Constructing Real Scenario
In certain cases, we have real data available with naturally occurring missing values and has well-defined partitions for distribution. To handle such cases, the module provides the create_real_scenario()
method to construct distributed missing data scenario corresponding to the given data. Unlike simulation-based construction,
this method expects input data as a Python List of <pandas.DataFrame>
datasets, where each
dataframe represents a client-specific local dataset. The method processes these distributed
datasets to generate scenario components in the same standardized format described earlier (e.g. split training and test data for each client's local data and construct a global test dataset for federated prediction), ensuring consistent interfaces for subsequent distributed imputation and evaluation.
Parameters:
datas
(List[pd.DataFrame]): input list of datasetsdata_config
(Dict): data configurationseed
(int): random seed for train-test splittingverbose
(int): show processing information
Usage:
from fedimpute.data_prep import load_data, display_data, column_check
from fedimpute.scenario import ScenarioBuilder
data, data_config = load_data("fed_heart_disease")

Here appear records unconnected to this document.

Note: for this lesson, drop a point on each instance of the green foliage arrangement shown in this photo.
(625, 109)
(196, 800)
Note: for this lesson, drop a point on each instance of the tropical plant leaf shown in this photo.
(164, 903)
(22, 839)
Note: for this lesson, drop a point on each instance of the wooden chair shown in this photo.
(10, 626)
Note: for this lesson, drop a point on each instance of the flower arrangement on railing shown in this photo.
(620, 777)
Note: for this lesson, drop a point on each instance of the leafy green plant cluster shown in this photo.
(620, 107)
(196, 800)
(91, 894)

scenario_builder = ScenarioBuilder()
scenario_data = scenario_builder.create_real_scenario(
data, data_config,
)
scenario_builder.summarize_scenario()
Scenario Exploration and Summary
The module also provides comprehensive tools for analyzing scenario-specific data for any given distributed missing data scenario through a collection of visualization and analysis interfaces, example of these functions can be found in the tutorials. It includes the following APIs:
-
summarize_scenario(log_to_file, file_path)

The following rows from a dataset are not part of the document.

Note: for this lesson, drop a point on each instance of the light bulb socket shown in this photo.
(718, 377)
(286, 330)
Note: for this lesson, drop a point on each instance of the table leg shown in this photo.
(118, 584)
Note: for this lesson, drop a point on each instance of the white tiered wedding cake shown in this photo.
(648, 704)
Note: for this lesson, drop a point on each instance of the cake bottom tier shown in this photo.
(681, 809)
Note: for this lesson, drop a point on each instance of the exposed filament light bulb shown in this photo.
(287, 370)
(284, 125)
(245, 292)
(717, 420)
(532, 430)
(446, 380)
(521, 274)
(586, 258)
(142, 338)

provides a summary report of the scenario data components, user can choose whether show the summary to save summary report to the disk. -
visualize_missing_pattern(client_ids: List[int], data_type: str = 'train')
visualizes the missing data pattern for client-specific local data.client_ids
(List[int]): client ids to show the patterndata_type
(str):train
ortest
to show pattern for training data or test data.
scenario_builder.visualize_missing_pattern(client_ids=[0, 1, 2, 3])
-
visualize_missing_distribution(client_ids: List[int], feature_ids: List[int])
visualizes the distribution of missing and observed values for features within client-specific local data.client_ids
(List[int]): client ids to show the missing distribution.feature_ids
(List[int]): feature indices to set for which feature the missing data distribution to be shown.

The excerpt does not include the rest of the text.